A conserved Ctp1/CtIP C-terminal peptide stimulates Mre11 endonuclease activity

The Mre11-Rad50-Nbs1 complex (MRN) is important for repairing DNA double-strand breaks (DSBs) by homologous recombination (HR). The endonuclease activity of MRN is critical for resecting 5′-ended DNA strands at DSB ends, producing 3′-ended single-strand DNA, a prerequisite for HR. This endonuclease activity is stimulated by Ctp1, the Schizosaccharomyces pombe homolog of human CtIP. Here, with purified proteins, we show that Ctp1 phosphorylation stimulates MRN endonuclease activity by inducing the association of Ctp1 with Nbs1. The highly conserved extreme C terminus of Ctp1 is indispensable for MRN activation.
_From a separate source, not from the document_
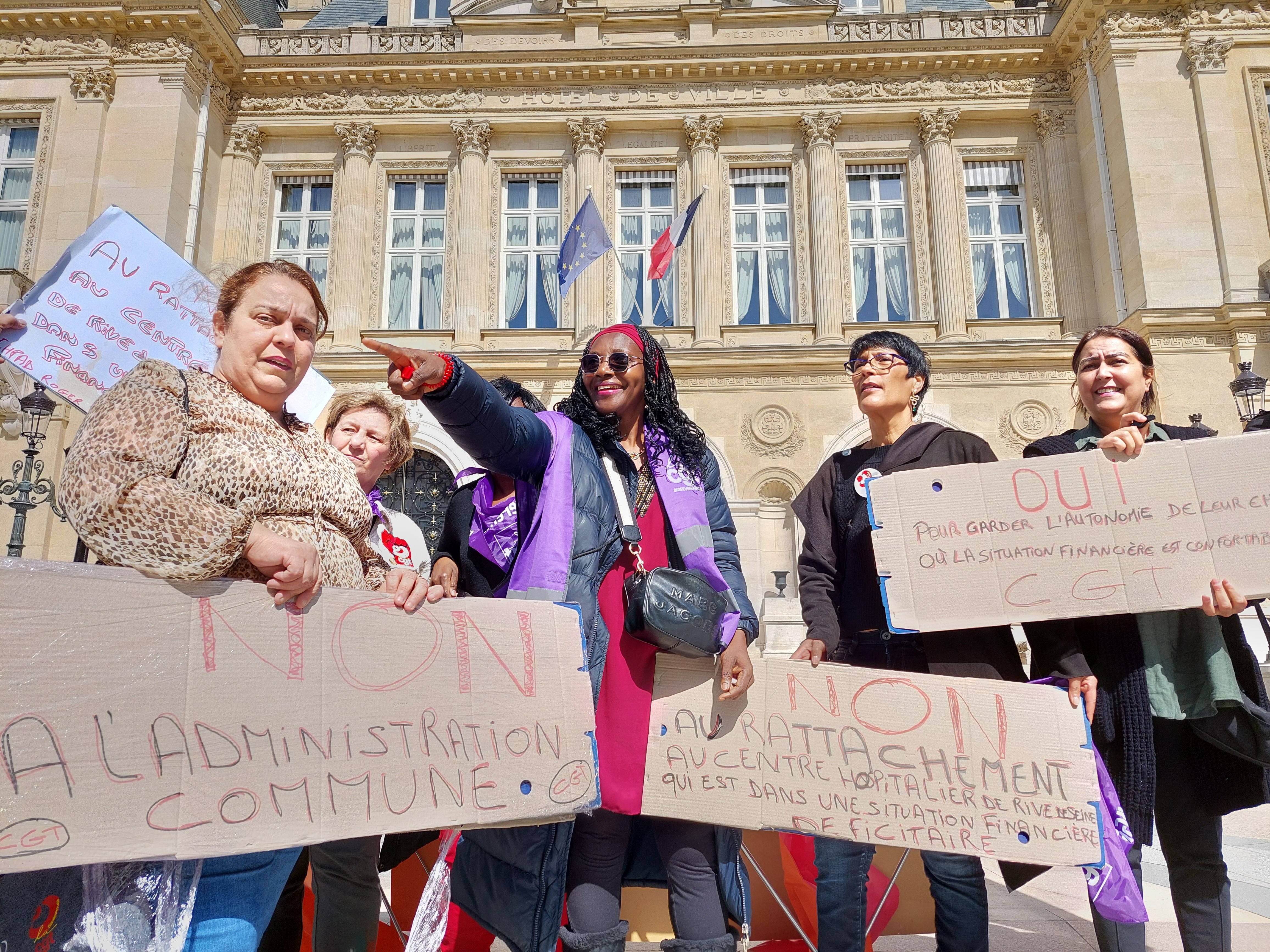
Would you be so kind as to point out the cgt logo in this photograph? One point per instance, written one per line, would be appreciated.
(44, 922)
Importantly, a polypeptide composed of the conserved 15 amino acids at the C terminus of Ctp1 (CT15) is sufficient to stimulate Mre11 endonuclease activity. Furthermore, the CT15 equivalent from CtIP can stimulate human MRE11 endonuclease activity, arguing for the generality of this stimulatory mechanism. Thus, we propose that Nbs1-mediated recruitment of CT15 plays a pivotal role in the activation of the Mre11 endonuclease by Ctp1/CtIP.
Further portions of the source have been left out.